Lucid Culture

JAZZ, CLASSICAL MUSIC AND THE ARTS IN NEW YORK CITY

Another Magical, Otherworldly Night Staged by @tignortronics

Last week’s triumphant reprise of the initial show at Littlefield staged by composer/violinist/impresario Christopher Tignor, a.k.a. @tignortronics was magical. Sometimes lush and dreamy, other times stark and apprehensive or majestically enveloping, often within the span of a few minutes, Tignor and the two other acts on the bill, cellist Julia Kent and guitarist Sarah Lipstate a.k.a. Noveller put their own distinctly individualistic marks on minimalism and atmospheric postrock. There was some stadium rock, too, the best kind – the kind without lyrics. And much as the three composer-performers were coming from the same place, none of them were the least constrained by any kind of genre.

Kent and Lipstate built their sweeping vistas out of loops, artfully orchestrating them with split-second choreography and elegant riffage, both sometimes employing a drum loop or something rhythmic stashed away in a pedal or on a laptop (Lipstate had two of those, and seemed to be mixing the whole thing on her phone). Tignor didn’t rely on loops, instead fleshing out his almost imperceptibly shapeshifting variations with an octave pedal that added both cello-like orchestration and washes of low-register ambience that anchored his terse, unselfconsciously plaintive motives.

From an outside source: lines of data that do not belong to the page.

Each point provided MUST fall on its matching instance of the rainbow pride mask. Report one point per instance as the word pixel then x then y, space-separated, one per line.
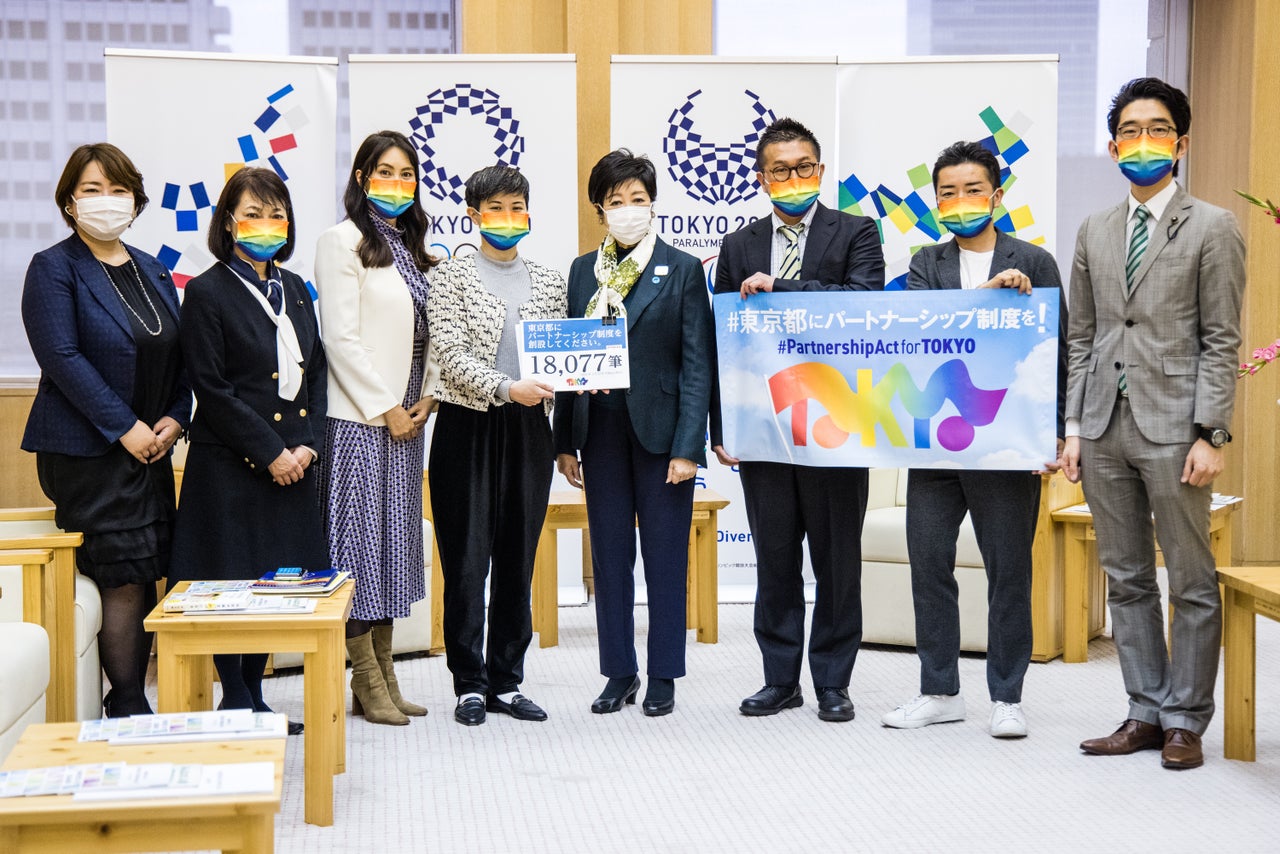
pixel 965 215
pixel 391 196
pixel 502 229
pixel 795 195
pixel 1144 160
pixel 261 238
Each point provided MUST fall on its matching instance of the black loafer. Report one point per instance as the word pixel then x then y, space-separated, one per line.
pixel 772 699
pixel 833 704
pixel 470 712
pixel 520 708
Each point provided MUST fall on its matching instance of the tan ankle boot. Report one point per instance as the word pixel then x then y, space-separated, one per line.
pixel 368 689
pixel 383 652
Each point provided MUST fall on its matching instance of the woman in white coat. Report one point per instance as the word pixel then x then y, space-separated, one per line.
pixel 371 274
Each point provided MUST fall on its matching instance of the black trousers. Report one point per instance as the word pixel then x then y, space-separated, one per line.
pixel 1002 506
pixel 490 475
pixel 785 505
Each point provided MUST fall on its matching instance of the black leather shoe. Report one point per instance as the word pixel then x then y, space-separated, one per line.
pixel 833 704
pixel 520 708
pixel 470 712
pixel 606 704
pixel 772 699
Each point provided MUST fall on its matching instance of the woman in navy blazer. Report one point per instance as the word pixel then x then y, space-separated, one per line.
pixel 252 348
pixel 103 322
pixel 640 447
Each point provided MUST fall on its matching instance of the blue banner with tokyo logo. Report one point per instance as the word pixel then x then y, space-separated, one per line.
pixel 576 354
pixel 927 379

Kent opened her all-too-brief set with apprehensive, steady washes that built to an aching march before fading out quickly. Between songs, the crowd was  rapt: although there were pauses in between, the music came across as a suite. An anxious upward slash gave way to a hypnotic downward march and lush, misty ambience; a little later, she worked a moody, arpeggiated hook that would have made a good horror movie theme into more anthemic territory that approached Led Zep or Rasputina, no surprise since she was a founding member of that band (no, not Led Zep). Slithery harmonics slashed through a fog and then grew more stormy, then Kent took a sad fragment and built it into a staggered, wounded melody. She could have played for twice as long and no one would have said as much as a whisper.

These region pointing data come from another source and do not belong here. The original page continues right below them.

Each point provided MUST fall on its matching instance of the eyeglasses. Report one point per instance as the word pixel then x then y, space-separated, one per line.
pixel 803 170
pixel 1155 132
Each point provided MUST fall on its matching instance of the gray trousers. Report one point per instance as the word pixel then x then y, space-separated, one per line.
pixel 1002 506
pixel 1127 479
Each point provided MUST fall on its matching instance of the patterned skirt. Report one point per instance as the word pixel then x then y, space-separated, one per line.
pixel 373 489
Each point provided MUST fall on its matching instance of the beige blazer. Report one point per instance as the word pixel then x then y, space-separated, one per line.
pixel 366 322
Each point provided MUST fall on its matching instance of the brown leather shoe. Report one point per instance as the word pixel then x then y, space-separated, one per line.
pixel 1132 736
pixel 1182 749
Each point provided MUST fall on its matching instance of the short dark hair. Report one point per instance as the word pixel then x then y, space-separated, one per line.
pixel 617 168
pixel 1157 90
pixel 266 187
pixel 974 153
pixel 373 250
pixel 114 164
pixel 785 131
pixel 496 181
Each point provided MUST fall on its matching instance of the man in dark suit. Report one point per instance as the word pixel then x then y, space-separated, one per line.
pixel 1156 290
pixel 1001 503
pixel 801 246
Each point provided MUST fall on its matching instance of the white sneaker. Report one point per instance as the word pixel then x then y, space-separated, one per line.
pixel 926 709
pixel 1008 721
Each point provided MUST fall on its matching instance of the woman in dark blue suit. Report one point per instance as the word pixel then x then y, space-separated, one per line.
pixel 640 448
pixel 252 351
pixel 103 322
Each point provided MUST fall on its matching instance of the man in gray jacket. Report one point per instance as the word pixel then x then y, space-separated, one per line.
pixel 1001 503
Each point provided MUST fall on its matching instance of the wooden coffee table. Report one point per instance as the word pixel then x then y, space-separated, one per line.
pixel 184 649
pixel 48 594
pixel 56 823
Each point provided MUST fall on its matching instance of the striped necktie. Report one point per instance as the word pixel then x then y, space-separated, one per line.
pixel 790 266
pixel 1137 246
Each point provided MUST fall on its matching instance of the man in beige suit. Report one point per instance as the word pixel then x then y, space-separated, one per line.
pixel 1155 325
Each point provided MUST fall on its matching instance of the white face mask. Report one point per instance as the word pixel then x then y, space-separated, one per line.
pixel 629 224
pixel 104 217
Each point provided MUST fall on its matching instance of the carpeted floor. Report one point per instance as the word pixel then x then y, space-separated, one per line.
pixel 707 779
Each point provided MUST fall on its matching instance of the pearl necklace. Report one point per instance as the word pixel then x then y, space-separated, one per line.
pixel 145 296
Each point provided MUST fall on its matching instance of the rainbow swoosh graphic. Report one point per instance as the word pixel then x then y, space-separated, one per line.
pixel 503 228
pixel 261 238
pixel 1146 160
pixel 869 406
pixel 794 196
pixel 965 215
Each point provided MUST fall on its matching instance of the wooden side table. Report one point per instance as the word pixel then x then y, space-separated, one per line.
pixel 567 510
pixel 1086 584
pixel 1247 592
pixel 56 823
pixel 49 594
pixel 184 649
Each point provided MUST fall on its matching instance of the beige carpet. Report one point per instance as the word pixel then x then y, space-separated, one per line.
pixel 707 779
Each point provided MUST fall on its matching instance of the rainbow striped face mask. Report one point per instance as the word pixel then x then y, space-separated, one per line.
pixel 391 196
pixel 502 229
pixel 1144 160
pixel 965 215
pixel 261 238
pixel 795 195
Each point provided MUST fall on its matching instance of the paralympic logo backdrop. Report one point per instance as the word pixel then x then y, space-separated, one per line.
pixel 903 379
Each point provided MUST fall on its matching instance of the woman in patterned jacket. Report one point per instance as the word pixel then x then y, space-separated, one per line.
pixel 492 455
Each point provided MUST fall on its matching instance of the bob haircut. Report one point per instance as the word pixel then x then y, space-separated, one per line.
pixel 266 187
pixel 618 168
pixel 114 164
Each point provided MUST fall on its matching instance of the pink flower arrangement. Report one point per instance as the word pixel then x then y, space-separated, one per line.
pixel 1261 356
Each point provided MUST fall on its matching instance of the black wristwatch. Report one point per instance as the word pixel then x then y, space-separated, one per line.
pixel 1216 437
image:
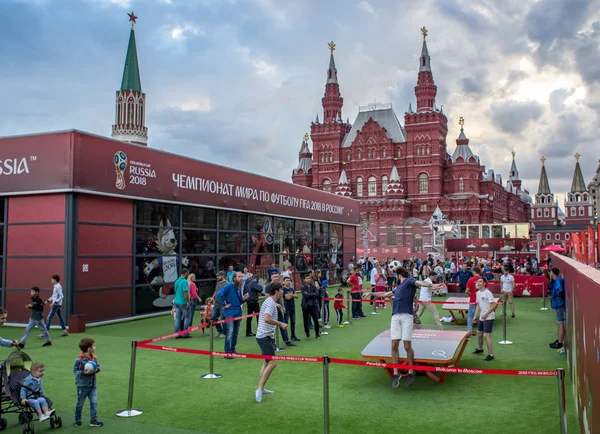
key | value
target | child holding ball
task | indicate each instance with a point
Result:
(85, 370)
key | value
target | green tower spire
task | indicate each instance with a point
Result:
(131, 73)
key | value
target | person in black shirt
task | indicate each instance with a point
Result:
(290, 296)
(310, 306)
(254, 291)
(37, 318)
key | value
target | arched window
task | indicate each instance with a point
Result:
(384, 182)
(417, 243)
(372, 186)
(391, 235)
(423, 183)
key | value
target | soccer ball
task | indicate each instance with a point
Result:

Tignor flavored his judicious, sometimes cell-like themes with deft washes of white noise and his own slightly syncopated beat, which he played on kick drum for emphatic contrast with his occasionally morose, poignant violin phrases. A long triptych moved slowly upward into hypnotic, anthemic cinematics, then back and forth and finally brightened, with a surprisingly believable, unexpectedly sunny trajectory that of course Tignor had to end enigmatically. A slow, spacious canon of sorts echoed the baroque, more melodically than tempo-wise, its wary pastoral shades following a similarly slow, stately upward tangent. He played a dreamy nocturne with a tuning fork rather than a bow for extra shimmer and echoey lustre and wound up his set with another restless if judiciously paced partita.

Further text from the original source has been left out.